What impressed me most after the meeting with my own was the reality and tangibility of everything and every one. All those with whom I came in contact had bodies like my own, and I recognized friends and acquaintances readily. Now I will tell you of the one thing that impressed me most on coming here, – that was that matter in its intense refinement, in its higher vibration, was capable of intelligent thinking and direction. Shape and grasp this proposition if you can; I could not in the beginning – nor could I comprehend at once that all in the Universe was life and nothing else. This fact, which we now know, will overturn all the propositions of science.

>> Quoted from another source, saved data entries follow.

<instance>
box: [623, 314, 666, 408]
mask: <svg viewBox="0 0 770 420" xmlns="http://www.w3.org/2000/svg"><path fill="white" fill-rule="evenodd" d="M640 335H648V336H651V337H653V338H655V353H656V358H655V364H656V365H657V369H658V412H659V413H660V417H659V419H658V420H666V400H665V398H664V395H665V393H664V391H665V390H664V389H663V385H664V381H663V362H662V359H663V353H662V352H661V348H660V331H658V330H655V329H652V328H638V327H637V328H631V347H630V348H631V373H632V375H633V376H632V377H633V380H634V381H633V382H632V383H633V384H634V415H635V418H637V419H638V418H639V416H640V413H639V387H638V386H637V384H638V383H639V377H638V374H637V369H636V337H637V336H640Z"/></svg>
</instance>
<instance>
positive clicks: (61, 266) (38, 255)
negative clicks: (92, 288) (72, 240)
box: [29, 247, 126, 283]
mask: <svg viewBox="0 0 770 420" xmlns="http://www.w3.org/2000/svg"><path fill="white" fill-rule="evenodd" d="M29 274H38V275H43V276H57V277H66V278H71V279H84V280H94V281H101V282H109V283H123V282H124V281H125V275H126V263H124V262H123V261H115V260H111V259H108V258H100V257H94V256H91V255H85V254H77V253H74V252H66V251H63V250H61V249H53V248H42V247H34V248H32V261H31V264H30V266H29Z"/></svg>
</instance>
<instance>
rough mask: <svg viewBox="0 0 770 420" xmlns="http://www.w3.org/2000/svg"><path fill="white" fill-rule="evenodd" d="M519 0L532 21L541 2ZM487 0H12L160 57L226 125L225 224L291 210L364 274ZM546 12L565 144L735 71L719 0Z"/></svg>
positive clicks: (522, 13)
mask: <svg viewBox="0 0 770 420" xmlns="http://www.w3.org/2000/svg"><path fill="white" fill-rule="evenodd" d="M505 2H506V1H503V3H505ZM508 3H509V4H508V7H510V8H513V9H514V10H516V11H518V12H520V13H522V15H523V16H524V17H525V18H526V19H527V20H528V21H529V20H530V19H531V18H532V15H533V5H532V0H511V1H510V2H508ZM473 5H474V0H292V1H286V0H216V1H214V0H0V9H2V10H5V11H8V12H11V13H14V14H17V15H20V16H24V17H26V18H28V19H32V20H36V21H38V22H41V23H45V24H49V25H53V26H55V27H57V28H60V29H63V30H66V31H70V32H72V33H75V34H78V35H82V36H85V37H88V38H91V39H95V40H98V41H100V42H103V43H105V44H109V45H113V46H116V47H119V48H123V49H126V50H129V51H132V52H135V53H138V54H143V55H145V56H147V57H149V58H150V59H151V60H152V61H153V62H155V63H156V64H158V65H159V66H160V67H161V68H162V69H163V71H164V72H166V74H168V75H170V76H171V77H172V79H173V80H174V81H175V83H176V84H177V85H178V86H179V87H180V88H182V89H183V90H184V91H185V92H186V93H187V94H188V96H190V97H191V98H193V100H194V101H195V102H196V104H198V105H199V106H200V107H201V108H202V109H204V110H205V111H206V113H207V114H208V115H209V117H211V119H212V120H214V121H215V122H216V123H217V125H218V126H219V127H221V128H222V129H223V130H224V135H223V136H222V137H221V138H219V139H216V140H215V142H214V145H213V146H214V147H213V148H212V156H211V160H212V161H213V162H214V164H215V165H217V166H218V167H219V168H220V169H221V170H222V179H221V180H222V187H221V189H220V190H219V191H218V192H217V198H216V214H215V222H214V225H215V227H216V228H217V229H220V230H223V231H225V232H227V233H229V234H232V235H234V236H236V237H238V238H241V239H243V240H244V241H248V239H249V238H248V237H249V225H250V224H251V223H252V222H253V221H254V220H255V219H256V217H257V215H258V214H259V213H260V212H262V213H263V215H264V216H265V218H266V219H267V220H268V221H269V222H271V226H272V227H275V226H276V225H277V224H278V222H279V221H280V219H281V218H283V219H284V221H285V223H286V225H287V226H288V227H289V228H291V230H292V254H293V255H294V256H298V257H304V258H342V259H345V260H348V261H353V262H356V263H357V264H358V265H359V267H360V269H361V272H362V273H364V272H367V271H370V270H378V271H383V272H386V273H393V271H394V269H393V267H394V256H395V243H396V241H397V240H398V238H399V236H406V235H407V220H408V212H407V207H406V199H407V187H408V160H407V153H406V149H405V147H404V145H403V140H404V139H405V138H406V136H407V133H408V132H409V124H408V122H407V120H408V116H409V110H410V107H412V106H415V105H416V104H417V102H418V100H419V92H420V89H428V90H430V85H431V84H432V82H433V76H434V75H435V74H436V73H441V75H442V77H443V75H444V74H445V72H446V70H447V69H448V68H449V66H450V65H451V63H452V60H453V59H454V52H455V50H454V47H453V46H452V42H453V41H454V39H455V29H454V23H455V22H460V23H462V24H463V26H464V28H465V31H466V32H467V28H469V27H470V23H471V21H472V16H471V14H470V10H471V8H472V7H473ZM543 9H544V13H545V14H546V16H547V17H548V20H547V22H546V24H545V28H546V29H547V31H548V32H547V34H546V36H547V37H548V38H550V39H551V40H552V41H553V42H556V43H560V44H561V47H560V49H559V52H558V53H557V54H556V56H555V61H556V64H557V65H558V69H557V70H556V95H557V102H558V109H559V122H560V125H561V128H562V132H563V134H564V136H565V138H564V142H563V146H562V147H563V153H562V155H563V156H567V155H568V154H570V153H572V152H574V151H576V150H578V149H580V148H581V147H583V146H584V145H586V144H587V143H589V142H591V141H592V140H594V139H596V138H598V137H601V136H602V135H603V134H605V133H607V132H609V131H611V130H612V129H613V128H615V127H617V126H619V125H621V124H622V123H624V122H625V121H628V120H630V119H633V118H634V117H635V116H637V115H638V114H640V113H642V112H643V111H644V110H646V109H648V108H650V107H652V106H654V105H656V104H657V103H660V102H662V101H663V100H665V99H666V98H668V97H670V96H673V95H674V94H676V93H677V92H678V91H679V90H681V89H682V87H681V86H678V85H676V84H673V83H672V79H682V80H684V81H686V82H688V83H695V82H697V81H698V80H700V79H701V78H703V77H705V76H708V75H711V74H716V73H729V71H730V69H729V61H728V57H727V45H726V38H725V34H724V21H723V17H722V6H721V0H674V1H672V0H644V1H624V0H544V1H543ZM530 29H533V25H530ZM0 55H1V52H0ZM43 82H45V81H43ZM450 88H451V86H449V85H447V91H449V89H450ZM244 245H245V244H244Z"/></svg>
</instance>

In all the orthodox teachings of nearly two thousand years not one law has been given tending to show how it was possible for individual life to hold continuity. Theology has claimed it without explaining how or where. This no longer satisfies the human heart or mind, a fact which accounts for the great unrest among your people in every land. For this reason it has been our aim to explain the law through which life is continued, and so simply to state the facts and explain the conditions that all may understand. The key to comprehension is first to realize that your Earth does not contain all the matter of the Universe, that all that you see and touch is but the substance used by life in growth. When one leaves the earth-condition, divests himself of the physical housing, he, through such change, ceases to be mortal. By becoming a resident of the new sphere he is said to take on immortality, but in reality he has always been immortal.”

“You regard the telephone as wonderful,” he said, “wireless telegraphy more wonderful still but we communicate with each other by simple thought projection. You regard the phonograph as a marvelous instrument, but it is crude beside the instruments in use among us. When you appreciate the truth that we live in a state no less material than your own, you will understand that with our greater age and experience we are much in advance of you, and make and use appliances and instruments that could hardly be explained to mortal mind. At some other time I may be permitted to discuss this subject more fully.”